Re: Scratching my head
I think there is some justification - in that phone chipsets aren't standardised in the way that PC architecture has been. Which means that it might be more work for the phone manufacturer than just, get Google's latest version of Android and apply to whatever skin/launcher they've put on the thing.
I could be wrong here, but I understand that sometimes the OEMs may need software updates from the chip manufacturers - that they're also not doing. Although if they had the will, they are the customer so could have put it into their contracts - or paid for after-sales service.
Obviously it would be even simpler had Google refused to allow all the vendor customisation (or usually buggering up) of Android - so they didn't have the excuse of not having the resources to apply the patches to the crapware they'd already dropped on their phones. Alternatively Google could just have forced vendors who customised to guarantee 4 years of patching, or no Google Services for them. But Google's record on supporting their own hardware is only about 2-3 years, so they're not exactly paragons of virtue here. Let alone the shit they get up to with end-of-lifeing their IoT stuff.

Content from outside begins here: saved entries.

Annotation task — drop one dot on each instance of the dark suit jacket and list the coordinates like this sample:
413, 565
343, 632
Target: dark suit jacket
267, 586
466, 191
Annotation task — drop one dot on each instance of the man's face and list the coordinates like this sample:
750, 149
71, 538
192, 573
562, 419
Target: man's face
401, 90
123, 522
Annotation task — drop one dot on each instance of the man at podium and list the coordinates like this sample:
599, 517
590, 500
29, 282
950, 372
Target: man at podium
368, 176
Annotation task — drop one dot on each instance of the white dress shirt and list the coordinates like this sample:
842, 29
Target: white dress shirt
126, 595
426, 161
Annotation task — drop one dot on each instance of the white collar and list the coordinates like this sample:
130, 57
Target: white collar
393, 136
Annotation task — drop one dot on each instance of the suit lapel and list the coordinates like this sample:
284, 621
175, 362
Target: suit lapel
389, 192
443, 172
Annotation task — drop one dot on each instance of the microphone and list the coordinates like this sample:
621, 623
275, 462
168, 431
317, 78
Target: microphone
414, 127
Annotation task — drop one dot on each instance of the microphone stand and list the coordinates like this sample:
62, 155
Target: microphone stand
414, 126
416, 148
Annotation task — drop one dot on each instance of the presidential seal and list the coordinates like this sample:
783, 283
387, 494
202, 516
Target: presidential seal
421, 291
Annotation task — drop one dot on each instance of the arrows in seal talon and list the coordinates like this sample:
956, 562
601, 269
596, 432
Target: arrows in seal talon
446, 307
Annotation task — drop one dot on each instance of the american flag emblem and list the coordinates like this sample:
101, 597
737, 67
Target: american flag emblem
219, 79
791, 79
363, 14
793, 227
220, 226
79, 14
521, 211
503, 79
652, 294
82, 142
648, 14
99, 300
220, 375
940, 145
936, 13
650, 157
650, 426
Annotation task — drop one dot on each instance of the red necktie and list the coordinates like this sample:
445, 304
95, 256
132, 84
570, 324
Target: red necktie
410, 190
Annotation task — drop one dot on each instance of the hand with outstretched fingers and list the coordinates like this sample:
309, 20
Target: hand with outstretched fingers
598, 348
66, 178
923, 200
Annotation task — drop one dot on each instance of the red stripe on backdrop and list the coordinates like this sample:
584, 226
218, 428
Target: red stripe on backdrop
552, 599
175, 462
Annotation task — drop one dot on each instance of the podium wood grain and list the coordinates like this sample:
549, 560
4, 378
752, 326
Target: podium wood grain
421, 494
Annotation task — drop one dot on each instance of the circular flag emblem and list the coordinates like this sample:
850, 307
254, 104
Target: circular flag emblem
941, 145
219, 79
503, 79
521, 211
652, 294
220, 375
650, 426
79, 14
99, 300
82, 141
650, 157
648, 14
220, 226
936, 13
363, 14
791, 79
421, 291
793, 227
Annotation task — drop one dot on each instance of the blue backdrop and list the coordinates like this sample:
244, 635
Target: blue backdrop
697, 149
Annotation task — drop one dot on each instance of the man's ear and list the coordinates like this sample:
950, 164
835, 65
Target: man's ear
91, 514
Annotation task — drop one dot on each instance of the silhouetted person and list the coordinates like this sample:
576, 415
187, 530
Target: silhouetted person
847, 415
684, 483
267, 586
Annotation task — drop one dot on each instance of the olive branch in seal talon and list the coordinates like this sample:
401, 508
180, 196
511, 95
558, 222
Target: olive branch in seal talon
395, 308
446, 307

Google decided to take the easy route and partially get round the problem by shoving increasing amounts of the functionality into Google Play Services. This has the twin advantage that they control the updates, so at least your Chrome browser and other Google apps are up-to-date. And also that Google now have more control of Android, because the open source bits don't have Google Play Sservices - and it's therefore much less valuable without Google. As Huawei may find trying to sell phones into Western markets - obviously de-Googleified Android dominates the Chinese market.